Umut: Yok... Siktiğimin adamlarını bulamıyoruz.
Ufuk: Abi sessiz olun, Başak geliyo.
Can: Aha geldi yine tipini siktimin salağı..
Başak: Umutcuğum, meraba tatlım nasılsın?
Elini omzuma koydu ve her zamanki gibi sulanmaya başladı.
Can fısıldayarak: Sen gelene kadar daha iyiydik. Ufuk Can'ın omzuna vurdu ve
Ufuk: Hee yaa iyiyiz..
Ortadaki muhabbete katılmayarak etrafı izlemeye başladım. O sırada Başak'ın söylediği bir şey sinirlenmeme sebep oldu.
Başak: Yaa şu Irmak ta bi bulunamadı gitti. Umutcuğum sende bu yüzden hiç benle ilgilenmiyosun.
Umut: Eğer bir daha kardeşimin adını ağzına alırsan bende senin o ağzına başka bir şey veririm.
Başak: Ahh tabiki tatlım. Seve sevee..
Can: Amına koyum kız fena azmış.
Umut: Başak gerçekten bi siktir git.
Başak: Yaa tamam siz asıl olayı bilmiyosunuz. Okula ünlü iş adamı Vural ÖZER'in kızı geliyo.
Umut: Vural amcanın kızı yurt dışında değil miydi ?
Ufuk. Yurt dışından dönmüşkaydını buraya aldırmışlar.
Çınar: Abi bu arada kız tam bir afetmiş.
Mert: Yaa abi, bu kız senin babanın arkadaşının kızı değilmi? Sen nasıl tanımıyosun?
Umut: Zaten yurt dışındaydı çocukluğundan beri. Sadece abisini tanıyorum.

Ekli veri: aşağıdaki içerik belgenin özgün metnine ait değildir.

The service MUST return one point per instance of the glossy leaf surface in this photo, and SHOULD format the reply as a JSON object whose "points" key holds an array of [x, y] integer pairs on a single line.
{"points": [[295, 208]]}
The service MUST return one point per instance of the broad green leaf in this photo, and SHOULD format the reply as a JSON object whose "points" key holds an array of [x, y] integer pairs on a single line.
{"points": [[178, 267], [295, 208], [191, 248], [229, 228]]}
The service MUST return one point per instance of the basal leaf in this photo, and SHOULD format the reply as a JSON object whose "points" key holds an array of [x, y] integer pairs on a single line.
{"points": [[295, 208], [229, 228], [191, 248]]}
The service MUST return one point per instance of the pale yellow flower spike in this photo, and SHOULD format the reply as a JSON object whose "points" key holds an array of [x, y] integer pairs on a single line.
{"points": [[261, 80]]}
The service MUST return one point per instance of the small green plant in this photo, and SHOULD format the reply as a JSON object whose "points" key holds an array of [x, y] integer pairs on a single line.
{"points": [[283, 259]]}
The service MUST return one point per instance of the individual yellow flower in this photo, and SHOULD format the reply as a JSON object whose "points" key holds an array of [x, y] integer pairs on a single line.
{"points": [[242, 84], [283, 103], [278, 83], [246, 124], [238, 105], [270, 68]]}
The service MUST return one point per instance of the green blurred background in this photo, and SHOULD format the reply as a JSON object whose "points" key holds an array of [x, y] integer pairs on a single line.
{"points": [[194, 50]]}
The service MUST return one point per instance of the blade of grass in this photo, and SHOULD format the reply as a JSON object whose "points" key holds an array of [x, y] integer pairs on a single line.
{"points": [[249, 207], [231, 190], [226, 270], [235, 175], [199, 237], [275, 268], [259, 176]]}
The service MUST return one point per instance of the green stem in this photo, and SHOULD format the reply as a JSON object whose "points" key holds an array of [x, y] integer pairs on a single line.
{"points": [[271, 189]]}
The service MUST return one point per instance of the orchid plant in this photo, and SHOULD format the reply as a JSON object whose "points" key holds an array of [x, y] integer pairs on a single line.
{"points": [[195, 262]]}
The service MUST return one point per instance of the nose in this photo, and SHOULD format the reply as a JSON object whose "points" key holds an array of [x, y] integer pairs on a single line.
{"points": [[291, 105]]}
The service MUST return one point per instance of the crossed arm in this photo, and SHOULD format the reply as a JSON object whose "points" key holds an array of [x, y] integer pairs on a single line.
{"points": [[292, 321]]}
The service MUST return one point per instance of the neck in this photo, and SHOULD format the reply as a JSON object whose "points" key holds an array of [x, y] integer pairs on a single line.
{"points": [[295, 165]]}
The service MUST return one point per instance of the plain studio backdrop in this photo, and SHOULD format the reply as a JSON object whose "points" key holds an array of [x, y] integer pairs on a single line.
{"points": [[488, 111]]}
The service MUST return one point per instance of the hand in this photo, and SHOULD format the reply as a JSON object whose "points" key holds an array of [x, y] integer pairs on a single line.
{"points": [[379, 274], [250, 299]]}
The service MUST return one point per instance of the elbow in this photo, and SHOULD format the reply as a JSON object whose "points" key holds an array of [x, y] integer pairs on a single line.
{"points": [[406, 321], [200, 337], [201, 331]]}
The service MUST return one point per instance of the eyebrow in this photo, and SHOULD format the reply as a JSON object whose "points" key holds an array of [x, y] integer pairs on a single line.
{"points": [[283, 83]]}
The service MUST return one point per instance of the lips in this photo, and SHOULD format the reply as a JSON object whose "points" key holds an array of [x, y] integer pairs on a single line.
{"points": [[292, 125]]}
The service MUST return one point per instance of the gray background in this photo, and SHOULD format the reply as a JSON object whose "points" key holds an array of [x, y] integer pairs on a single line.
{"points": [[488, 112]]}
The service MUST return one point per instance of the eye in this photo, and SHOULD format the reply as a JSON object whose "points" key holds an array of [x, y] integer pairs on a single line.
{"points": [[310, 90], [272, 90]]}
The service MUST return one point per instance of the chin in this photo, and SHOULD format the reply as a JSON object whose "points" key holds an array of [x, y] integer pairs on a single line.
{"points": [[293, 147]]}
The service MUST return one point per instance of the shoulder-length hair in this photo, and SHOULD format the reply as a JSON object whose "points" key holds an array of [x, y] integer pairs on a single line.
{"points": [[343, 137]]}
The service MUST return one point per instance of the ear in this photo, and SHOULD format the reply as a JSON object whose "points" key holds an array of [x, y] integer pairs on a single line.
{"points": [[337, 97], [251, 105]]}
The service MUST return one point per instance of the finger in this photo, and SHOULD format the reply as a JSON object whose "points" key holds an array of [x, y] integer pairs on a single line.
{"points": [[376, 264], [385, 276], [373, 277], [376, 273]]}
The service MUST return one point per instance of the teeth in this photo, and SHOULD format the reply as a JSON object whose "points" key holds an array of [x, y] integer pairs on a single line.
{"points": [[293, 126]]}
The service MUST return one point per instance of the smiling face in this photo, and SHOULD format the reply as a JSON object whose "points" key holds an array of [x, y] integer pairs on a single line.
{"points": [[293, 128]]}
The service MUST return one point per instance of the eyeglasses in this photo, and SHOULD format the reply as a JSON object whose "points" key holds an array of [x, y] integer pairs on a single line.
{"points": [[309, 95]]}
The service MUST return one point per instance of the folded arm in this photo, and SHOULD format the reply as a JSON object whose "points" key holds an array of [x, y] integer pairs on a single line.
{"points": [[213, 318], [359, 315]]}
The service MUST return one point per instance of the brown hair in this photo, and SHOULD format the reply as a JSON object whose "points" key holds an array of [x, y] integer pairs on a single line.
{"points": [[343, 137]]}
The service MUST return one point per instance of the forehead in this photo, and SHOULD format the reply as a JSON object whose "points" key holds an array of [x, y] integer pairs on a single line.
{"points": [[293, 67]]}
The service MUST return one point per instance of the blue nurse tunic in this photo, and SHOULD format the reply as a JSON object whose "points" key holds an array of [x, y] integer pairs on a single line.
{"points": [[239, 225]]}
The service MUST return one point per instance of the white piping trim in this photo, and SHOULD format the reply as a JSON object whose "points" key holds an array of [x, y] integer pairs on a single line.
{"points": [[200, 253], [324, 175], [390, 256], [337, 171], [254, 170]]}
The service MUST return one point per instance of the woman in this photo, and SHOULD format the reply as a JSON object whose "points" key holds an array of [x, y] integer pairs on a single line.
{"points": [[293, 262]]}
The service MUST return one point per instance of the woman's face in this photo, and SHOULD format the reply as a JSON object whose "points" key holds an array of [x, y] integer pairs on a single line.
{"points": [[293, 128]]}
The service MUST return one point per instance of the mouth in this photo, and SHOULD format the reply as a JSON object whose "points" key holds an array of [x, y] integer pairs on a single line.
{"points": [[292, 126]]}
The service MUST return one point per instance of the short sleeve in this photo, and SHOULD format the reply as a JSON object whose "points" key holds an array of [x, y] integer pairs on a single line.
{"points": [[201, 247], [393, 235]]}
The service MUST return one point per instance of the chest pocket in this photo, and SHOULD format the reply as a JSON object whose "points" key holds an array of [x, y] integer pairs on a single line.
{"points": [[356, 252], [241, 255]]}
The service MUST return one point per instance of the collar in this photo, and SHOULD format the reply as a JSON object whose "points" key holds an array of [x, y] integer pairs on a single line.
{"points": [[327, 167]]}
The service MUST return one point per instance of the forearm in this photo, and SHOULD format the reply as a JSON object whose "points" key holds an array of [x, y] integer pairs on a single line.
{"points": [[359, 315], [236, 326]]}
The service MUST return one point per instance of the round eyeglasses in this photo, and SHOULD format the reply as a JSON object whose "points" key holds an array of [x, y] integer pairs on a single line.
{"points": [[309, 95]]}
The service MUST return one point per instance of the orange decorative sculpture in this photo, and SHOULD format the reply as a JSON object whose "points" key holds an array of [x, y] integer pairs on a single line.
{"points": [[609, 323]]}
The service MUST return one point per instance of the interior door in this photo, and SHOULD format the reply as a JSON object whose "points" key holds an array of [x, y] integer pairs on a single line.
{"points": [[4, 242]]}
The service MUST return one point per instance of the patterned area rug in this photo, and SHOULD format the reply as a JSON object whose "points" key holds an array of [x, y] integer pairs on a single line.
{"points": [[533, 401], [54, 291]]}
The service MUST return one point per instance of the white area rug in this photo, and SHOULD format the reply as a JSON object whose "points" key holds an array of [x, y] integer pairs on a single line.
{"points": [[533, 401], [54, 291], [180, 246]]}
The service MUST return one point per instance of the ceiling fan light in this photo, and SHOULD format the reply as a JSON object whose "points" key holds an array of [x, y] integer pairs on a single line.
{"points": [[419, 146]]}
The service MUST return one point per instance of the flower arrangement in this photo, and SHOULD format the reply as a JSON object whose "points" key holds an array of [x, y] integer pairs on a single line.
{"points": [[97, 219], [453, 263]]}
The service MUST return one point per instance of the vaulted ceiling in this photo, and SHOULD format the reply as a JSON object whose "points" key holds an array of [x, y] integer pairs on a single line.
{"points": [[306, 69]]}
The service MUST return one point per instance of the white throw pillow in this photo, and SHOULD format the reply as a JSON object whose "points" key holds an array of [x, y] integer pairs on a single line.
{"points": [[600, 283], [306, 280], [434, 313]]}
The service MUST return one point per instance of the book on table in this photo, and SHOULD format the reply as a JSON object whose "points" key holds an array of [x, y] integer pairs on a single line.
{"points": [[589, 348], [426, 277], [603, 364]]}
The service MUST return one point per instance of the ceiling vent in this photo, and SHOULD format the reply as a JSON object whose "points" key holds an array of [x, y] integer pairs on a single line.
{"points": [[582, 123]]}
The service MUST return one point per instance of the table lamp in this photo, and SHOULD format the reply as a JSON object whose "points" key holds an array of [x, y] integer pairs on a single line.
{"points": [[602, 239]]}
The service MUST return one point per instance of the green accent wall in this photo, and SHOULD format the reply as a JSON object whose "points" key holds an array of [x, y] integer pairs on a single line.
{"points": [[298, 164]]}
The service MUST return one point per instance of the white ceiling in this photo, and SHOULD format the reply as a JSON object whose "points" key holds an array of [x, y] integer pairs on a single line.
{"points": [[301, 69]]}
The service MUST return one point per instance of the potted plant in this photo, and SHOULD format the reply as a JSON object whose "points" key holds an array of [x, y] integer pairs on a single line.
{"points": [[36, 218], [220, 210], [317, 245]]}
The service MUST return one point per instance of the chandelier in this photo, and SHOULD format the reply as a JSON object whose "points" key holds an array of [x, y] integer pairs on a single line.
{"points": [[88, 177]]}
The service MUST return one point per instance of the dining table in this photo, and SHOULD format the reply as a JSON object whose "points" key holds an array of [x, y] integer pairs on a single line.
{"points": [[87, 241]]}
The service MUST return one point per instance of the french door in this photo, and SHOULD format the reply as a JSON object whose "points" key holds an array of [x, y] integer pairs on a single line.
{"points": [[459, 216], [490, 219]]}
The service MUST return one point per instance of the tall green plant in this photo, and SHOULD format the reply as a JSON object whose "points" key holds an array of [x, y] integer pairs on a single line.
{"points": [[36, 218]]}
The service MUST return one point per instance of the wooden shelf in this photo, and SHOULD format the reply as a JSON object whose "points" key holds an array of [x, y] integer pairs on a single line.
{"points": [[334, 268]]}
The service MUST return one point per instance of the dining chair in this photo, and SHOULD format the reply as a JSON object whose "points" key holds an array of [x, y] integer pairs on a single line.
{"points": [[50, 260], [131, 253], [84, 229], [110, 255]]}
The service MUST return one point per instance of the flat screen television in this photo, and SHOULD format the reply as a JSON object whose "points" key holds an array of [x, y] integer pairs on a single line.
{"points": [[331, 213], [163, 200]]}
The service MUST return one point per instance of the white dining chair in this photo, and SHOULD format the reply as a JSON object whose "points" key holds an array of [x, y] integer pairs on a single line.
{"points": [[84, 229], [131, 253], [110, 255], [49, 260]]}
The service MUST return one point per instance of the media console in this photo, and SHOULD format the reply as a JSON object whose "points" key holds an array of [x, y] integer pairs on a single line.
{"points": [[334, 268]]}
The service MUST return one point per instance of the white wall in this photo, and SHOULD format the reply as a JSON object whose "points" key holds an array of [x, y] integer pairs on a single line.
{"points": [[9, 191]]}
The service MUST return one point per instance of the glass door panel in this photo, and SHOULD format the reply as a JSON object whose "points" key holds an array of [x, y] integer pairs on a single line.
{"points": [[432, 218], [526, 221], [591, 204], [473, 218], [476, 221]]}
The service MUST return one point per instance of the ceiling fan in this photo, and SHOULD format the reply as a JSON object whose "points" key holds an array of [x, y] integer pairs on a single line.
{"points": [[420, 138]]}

Can: Abi yanlız oda çok yakışıklıydı şimdi hakkını yemiyelim.
Özgür: Olum Can gay mısın nesin lan sen?
Umut: Neyse kesin zevzekliğide zil çaldı hadi sınıfa.
Başak: Umutt, bu senede benimle oturacaksın değil mi?
Umut: Başak sınıfa gir ve benden en uzak sıraya otur.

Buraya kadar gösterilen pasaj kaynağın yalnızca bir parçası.